The Financial Times has an interesting piece celebrating the developments afoot in the virtual reality (VR) sector. According to Roy Taylor, a vice-president of the chipmaker AMD:
“’VR is happening here on a scale and with an energy you can’t believe,’ he said. ‘The universities are pouring millions of dollars into it. I don’t think you went far enough in your article. Seriously, this is going to change everything.’”
As Jonathan Margolis, the author of the article, writes about his experience with the latest Oculus Rift VR headset,
“It was several times more startling than the VR footage I described in April. It was more than virtual reality; it was pretty much . . . reality.”
On the point of reality, there is a sidebar on the piece that hints at just how revolutionary such a development could be:
“Thanks to virtual reality and augmented reality, economic problems can be solved the ‘Matrix’ way: a.k.a. rendering the search for a better life redundant.”
And that raises some interesting questions:
- What happens if a significant portion of humanity simply decides that reality isn’t worth it and they would rather spend a majority of their time in a virtual world?
- What will be the psychologic effects of VR? Do the users end up having a god-complex as the result of manipulating a virtual world and then find it difficult to re-enter reality?
- Who runs the ‘Matrix’?
- And what about those who choose not to play? Oddly enough, do the Luddites who remain in reality actually end up controlling those who live in the virtual world?

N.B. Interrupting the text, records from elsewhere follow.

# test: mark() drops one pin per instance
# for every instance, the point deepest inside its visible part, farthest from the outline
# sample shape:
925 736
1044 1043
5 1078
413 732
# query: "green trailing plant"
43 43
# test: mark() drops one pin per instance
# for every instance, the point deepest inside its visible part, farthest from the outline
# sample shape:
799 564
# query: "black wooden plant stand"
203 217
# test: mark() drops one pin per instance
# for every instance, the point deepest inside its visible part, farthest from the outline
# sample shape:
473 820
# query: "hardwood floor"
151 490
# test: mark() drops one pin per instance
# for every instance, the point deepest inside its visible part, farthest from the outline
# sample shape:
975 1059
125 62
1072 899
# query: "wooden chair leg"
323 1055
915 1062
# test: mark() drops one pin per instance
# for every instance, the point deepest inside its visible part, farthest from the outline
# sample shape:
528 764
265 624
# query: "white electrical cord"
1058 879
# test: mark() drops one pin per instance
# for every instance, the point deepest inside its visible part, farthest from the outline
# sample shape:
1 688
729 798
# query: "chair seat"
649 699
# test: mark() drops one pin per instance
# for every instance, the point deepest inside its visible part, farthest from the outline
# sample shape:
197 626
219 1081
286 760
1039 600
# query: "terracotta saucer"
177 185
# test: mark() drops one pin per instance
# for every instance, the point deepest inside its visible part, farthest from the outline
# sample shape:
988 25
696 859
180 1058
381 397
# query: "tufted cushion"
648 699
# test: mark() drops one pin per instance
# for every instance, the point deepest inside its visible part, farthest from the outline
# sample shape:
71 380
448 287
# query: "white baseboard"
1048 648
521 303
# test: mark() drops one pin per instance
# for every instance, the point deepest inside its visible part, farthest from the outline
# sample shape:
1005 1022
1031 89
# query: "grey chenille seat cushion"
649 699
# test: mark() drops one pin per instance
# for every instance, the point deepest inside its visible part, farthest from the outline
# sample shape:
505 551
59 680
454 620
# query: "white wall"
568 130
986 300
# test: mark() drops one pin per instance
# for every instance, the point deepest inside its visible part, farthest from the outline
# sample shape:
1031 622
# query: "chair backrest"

Truly, those are just the tip of the iceberg when it comes to questioning the effects of VR.
Christopher Lasch, writing in The Culture of Narcissism, saw the changes in human psychology with the rise of 20th century entertainment. His words seem prescient for any discussion on VR and where it might lead:
“Overexposure to manufactured illusions soon destroys their representational power. The illusion of reality dissolves, not in a heightened sense of reality as we might expect, but in a remarkable indifference to reality. Our sense of reality appears to rest, curiously enough, on our willingness to be taken in by the staged illusion of reality. Even a rational understanding of the techniques by means of which a given illusion is produced does not necessarily destroy our capacity to experience it as a representation of reality. … But a complete indifference even to the mechanics of illusion announces the collapse of the very idea of reality, dependent at every point on the distinction between nature and artifice, reality and illusion. This indifference betrays the erosion of the capacity to take any interest in anything outside the self.”
We shall see how virtual reality develops and how humanity responds. But if the past and present is any indication, Lasch is probably quite right. Many will choose to abandon reality for the greatest form of self-worship ever created.